Intent Detection Agent. This agent figures out the user's intent and, based on that, routes them to either Payment Data Collection or Customer Service.
We take the inbound message and pass it to an LLM to decipher the user's intent. When the LLM knows what the user wants, it calls a function to transition to one of the allowed states.
How does the LLM know what the allowed states are? We create a
StateGraph class to define all the relations between states — the
edges. The class lets us declare what the initial state of a
conversation is, which state is terminal, what the neighbors of a
specific state are, and whether a state can transition to another.

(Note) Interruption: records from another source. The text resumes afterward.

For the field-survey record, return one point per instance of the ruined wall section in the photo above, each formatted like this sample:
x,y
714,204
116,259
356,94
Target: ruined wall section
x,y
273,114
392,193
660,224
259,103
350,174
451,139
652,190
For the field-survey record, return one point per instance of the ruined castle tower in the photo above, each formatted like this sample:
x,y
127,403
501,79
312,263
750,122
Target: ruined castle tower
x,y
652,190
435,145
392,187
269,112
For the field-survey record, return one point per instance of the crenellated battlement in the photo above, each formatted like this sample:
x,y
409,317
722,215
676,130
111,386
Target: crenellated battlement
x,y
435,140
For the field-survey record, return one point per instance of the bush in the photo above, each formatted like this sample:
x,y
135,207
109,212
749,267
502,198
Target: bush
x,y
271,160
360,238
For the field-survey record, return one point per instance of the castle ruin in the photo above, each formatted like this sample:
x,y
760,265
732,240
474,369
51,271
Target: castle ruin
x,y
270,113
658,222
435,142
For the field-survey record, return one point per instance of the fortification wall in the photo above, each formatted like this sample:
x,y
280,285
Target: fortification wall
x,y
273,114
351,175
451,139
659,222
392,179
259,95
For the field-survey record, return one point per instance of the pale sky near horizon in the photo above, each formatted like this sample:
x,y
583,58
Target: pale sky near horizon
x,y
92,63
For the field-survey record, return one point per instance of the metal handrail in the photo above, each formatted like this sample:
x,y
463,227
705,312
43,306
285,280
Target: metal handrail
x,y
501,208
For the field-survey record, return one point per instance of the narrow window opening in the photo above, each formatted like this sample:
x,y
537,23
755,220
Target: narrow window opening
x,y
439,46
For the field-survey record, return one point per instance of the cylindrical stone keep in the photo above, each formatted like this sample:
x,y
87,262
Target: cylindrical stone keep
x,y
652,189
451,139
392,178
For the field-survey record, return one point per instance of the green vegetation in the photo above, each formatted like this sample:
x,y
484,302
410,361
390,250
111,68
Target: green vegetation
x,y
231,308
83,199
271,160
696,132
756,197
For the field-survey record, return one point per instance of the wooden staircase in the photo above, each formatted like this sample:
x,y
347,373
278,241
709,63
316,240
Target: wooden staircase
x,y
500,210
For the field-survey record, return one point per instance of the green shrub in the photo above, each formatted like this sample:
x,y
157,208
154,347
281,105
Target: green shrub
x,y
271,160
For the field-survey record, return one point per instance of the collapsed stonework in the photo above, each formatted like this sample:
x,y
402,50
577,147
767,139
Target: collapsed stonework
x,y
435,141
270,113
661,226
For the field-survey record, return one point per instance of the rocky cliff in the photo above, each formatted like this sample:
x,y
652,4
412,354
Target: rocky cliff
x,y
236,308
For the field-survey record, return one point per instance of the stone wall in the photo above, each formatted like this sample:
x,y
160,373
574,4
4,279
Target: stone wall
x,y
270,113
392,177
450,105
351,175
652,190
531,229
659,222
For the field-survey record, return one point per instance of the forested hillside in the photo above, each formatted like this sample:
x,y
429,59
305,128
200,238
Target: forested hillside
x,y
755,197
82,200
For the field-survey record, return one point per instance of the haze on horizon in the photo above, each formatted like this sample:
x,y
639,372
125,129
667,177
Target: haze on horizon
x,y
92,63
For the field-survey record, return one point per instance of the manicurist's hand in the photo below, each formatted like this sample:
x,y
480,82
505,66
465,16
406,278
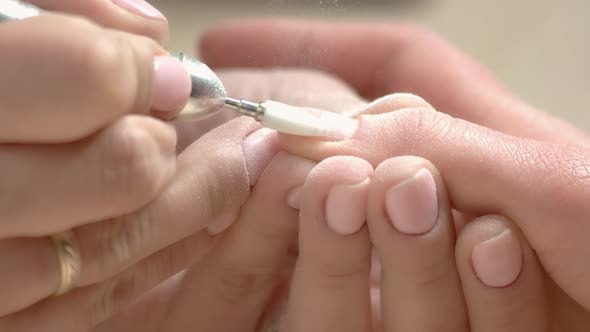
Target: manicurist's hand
x,y
83,161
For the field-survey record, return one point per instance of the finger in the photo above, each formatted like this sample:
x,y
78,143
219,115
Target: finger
x,y
277,85
379,59
230,289
138,17
22,262
113,173
501,276
209,184
89,306
49,98
477,164
411,227
330,287
213,180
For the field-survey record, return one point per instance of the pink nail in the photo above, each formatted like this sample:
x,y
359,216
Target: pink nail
x,y
140,7
412,205
294,197
498,261
172,85
346,207
260,148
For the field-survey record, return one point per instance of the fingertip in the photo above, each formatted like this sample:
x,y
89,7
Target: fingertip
x,y
492,250
172,85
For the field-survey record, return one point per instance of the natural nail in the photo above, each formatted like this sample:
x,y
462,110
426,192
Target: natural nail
x,y
259,149
412,205
346,207
498,261
140,7
172,84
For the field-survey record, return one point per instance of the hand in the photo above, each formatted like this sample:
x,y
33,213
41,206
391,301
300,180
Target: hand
x,y
79,152
480,175
486,281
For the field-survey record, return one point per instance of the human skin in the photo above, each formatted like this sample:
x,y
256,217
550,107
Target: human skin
x,y
82,150
478,159
530,301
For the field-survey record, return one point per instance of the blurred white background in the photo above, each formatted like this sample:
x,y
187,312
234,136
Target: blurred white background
x,y
538,48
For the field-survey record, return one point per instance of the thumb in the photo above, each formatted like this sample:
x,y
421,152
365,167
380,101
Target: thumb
x,y
546,187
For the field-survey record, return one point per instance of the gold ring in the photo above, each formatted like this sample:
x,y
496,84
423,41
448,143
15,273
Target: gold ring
x,y
70,263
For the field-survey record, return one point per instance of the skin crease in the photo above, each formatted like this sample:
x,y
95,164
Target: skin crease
x,y
177,204
432,134
561,306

In this case, we pass the neighbors of Intent Detection (Payment Data Collection and Customer Service) to the LLM. If one of those intents is detected, we transition to the corresponding state. Because we want the next agent to respond to the user, we call it directly.
Otherwise, the LLM keeps asking questions to clarify the user's intent.
Let's say the user wants to make a payment. We'll call the Payment Data Collection Agent next.
Payment Data Collection Agent. This agent gathers all the information needed to make a payment: the amount, the recipient's name, phone number, document ID, and so on. Once it has everything, it calls a function to store the data in the conversation's metadata and then hands off to the next agent.
OTP Capture Agent. This agent reads the data from the previous step and makes the first API call to Cobra Fácil, which asks the user's bank to send a verification code confirming they actually want to initiate a transfer. It also sends a message to the user asking for that code. Then we update the conversation state — but we don't call the next agent yet. We need to wait for the user to send back the OTP.
Payment Execution Agent. With the OTP code and the payment information in hand, this agent makes a second API call to Cobra Fácil to execute the payment. We update the conversation state and tell the user the payment is in progress.
Payment Status Monitoring. We don't handle this state like the others. Instead, a Laravel command monitors the pending payment transaction with Cobra Fácil. Once the transaction is processed, we update the conversation state and send the user a message with the result. The last two states are Payment Failed and Payment Success.
Customer Service Agent. If the user is asking questions about the service instead of making a payment, this agent handles the conversation and answers them.
The conversation automatically expires once the user completes a payment or a specified amount of time passes without any interaction.
V.Conversations as state machines
And that's it. We can handle flows like this by designing a state machine where each node is an agent. The approach is flexible enough to support all sorts of conversation flows, and it keeps each agent small and focused on one job.
Should I turn this into a package to make these kinds of applications easier to build?